A river of a quarter-million warblers. 12 hours. A dozen or so of us were able to witness this incredible spectacle today in Tadoussac, Quebec, a spectacle that has only happened at this magnitude once before at the exact same place on 28 May 2018
Today started with cautiously high hopes, as the Tadoussac regulars had been eyeing this day since the weekend: southwest winds overnight (tailwinds good for migration), combined with a big cold front arriving right around dawn, bringing rain, strong northwest winds, and colder temperatures the same setup that has resulted in flights of tens or hundreds of thousands of birds in past Mays. Despite the hope, you never know what will happen until you’re out there.
The first couple hours of daylight featured drizzle and strong winds, and not many birds until about 6:45, when the rain became more light and intermittent. The trickle of warblers began to expand across the sky, increasing to 100 birds per minute, then 500 birds/minute by 7:30. The Tadoussac river of warblers had begun.
This flight continued at 300-500 birds/minute until about 9:20, at which point the rain dropped significantly, and the flood gates opened, as many as 1345 warblers/minute raging past in a torrent of flight calls and glowing songbirds. Birds were everywhere, below eye level, flying between people, pouring through the bushes, landing on the sand, and one Cape May Warbler even tried to land on my arm. A Red-eyed Vireo flew into someone. It was madness.
For the next four hours, tens of thousands of warblers raced past, sometimes inches off of the sand. For one period of time, the rate of warblers was 80,000/hour similar to many points of the record day in 2018.
The most common species of warbler was Bay-breasted, with an estimated 1 in 3 birds being of this species, followed by significant numbers of
Cape May, Yellow-rumped, and Tennessee all around 1 in 5. At one point, one branch in an isolated tree had 9 Cape May and 6 Bay-breasted Warblers on it. This was not unusual today.

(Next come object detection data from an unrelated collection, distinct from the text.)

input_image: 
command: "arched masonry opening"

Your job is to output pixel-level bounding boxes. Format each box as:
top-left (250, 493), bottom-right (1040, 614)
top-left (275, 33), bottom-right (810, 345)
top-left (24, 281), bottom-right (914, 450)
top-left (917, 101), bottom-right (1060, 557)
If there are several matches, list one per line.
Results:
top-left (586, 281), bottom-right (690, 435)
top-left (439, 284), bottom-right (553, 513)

With so many individual birds, there are also always some oddities most notably a Summer Tanager and a Redshouldered Hawk, the tanager a first for the location and apparent 2nd for the county, and the Red-shouldered the first for the location since 1992 (second ever), and apparent 7th for the county. There were also significant numbers of Evening Grosbeaks, American Pipits, Horned Larks, and Cedar Waxwings large flocks that would cut through the river of warblers including the all-time high count for the location of Evening Grosbeak.
As always, these massive events require balancing the need to document what is happening with the desire to just bask in the greatest avian spectacle I’m aware of. We tried our best, knowing that any method is imperfect, and all we can do is try.
We arrived at total numbers of birds by estimating the rate of movement, since there is a constant ‘flow’ of birds moving to the southwest. Rate estimates were made by counting the number of individuals passing the count location in a one-minute period. Multiple observers would work to count the full sky (e.g., one person count towards the river, one inland, done in this list by Jessé and Ian), and those counts would be combined for a oneminute rate estimate. These counts were repeated every 10-20 minutes throughout the day. The counts are then used to interpolate counts between the timed counts (e.g., a count at 9:30 would be used to estimate numbers of birds moving between 9:25 and 9:35, where your next count at 9:40 would be used to count between 9:35-9:45).
Rate counts were combined with our best estimates of warbler species composition from the field experience throughout the day.
Species-specific numbers and comments are in the checklist. The estimated total number of warblers (rounded to nearest 500) is 258,500. This appears to be the second-highest total number of warblers recorded anywhere in a single day.